Re: [DNSOP] [Ext] I-D Action: draft-ietf-dnsop-serve-stale-03.txt

> On 5 Mar 2019, at 2:59 pm, Paul Wouters <paul@nohats.ca> wrote:
> 
> On Tue, 5 Mar 2019, Mark Andrews wrote:
> 
>>> On Tuesday, 5 March 2019 02:21:42 UTC Christopher Morrow wrote:
>>>> can I ask, what happens when a domain is intentionally down though? For
>>>> instance, take .eg... ~4yrs back? (maybe 5?) Someone requested that the
>>>> master/shadow NS go down, hard. All public auth servers eventually (in a
>>>> day or so) went dark too.
> 
> 	"If the recursive server is unable to contact the
>         authoritative servers for a query "
> 
> So make the DNS server reachable, but return ServFail or NXDOMAIN. If
> the owner doesn't cooperate and there is legal standing, talk to the
> parent to do this for the delegation.
> 
> I don't think this draft stops a domain from being brought down
> intentionally.
> 
>>> i already raised that question, very far up-thread. got no answer.
>>> 
>>>> If someone is 'ordered' to make a zone dark, there may be reasons for that
>>>> action, and real penalties if the request is not honored.
>>>> Is this draft suggesting that the DNS operations folk go against the wishes
>>>> of the domain owner by keeping a domain alive after the auth servers have
>>>> become unreachable? How would a recursive resolver know that the auth is
>>>> down: "By mistake" vs: "By design" ?
> 
> The DNS resolvers who want to accomodate their governments need to
> manually override their resolvers anyway with new (forged) data.
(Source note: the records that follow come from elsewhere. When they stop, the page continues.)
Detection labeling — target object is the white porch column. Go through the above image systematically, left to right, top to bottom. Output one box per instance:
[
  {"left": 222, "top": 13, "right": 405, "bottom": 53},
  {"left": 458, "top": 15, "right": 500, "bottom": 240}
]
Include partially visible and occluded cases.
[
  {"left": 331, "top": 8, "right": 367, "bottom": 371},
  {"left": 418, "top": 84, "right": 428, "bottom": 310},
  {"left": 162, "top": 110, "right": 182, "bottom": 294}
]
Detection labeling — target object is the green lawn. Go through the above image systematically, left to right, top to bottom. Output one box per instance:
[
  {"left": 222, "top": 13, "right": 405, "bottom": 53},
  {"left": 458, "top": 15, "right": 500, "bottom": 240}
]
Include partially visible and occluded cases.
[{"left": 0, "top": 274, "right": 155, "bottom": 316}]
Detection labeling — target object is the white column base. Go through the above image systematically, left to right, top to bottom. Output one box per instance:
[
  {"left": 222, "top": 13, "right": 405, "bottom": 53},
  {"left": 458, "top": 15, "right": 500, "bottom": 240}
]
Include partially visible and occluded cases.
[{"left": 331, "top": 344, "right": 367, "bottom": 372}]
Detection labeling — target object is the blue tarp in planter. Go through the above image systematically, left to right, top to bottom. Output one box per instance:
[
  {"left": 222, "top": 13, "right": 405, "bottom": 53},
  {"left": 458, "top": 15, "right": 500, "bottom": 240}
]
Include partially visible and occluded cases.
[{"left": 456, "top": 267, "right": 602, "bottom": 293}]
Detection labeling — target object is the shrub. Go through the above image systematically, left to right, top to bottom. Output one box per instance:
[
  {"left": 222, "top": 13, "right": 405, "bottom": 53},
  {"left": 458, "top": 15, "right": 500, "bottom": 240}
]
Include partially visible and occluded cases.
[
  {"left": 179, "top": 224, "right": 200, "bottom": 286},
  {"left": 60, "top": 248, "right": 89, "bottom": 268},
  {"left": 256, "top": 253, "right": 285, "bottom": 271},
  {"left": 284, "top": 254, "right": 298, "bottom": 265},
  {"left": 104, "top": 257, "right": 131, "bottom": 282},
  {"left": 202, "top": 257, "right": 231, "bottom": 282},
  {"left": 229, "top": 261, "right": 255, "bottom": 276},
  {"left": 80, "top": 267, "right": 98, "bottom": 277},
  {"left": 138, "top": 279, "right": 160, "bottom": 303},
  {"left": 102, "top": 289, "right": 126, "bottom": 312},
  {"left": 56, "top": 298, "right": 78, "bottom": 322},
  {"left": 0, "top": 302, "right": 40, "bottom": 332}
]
This
> draft does not change that.
> 
> If the owner itself wants to bring the domain down, they just need to
> make its auth servers reachable.
> 
> If the DNS hoster wants to bring it down, they just need to modify the
> data it serves resulting in NXDOMAIN, ServFail or 127.0.0.1 A records.
> 
>>> this the essence of the argument against utility for this entire proposal. no
>>> data should be served beyond its TTL unless some new leasing protocol is first
>>> defined, to obtain permission and to provide a cache invalidation method.
> 
> I don't really follow this reasoning. Are you saying that:
> 1) if the domain owner wants their domain to be reachable
> 2) and they have lost their auth servers due to a DDOS attack
> 3) they might prefer to be down over extending the TTL a bit
> 
> In the non-DDOS case, the auth server is reachable and none of the data
> is getting additional TTL added:
> 
>   Answers from authoritative servers that have a DNS Response Code of
>   either 0 (NOERROR) or 3 (NXDOMAIN) MUST be considered to have
>   refreshed the data at the resolver.  In particular, this means that
>   this method is not meant to protect against operator error at the
>   authoritative server that turns a name that is intended to be valid
>   into one that is non-existent, because there is no way for a resolver
>   to know intent.
> 
> Although perhaps it should also explicitely state this regarding
> ServFail ?
> 
>> And one can to that if we add 2 TTLs to each DNS record. One for total time to
>> live and one for freshness (old client get this).  It will require EDNS to signal
>> that multiple TTLs are desired and are present in the response and may require
>> using the last DNS flag bit to move the OPT record to in front of the question
>> section to make parsing easier (no trial and error).
>> 
>> Yes, this is radical but it will work and is incrementally deployable.
> 
> See above. It seems a bit overkill for a strange corner case. But even
> so, one could specify the maximum ever allowed TTL to be like 3 days? Which
> I think is kind of enforced by most DNS resolvers anyway?
> 
> Adding more TTLs would just make this more complicated and more error
> prone and not lead to reduced outage times which is the goal of this
> draft.

For those with long existing TTLs it would allow them to refresh the records
earlier allowing them to exist in caches longer during the DoS event.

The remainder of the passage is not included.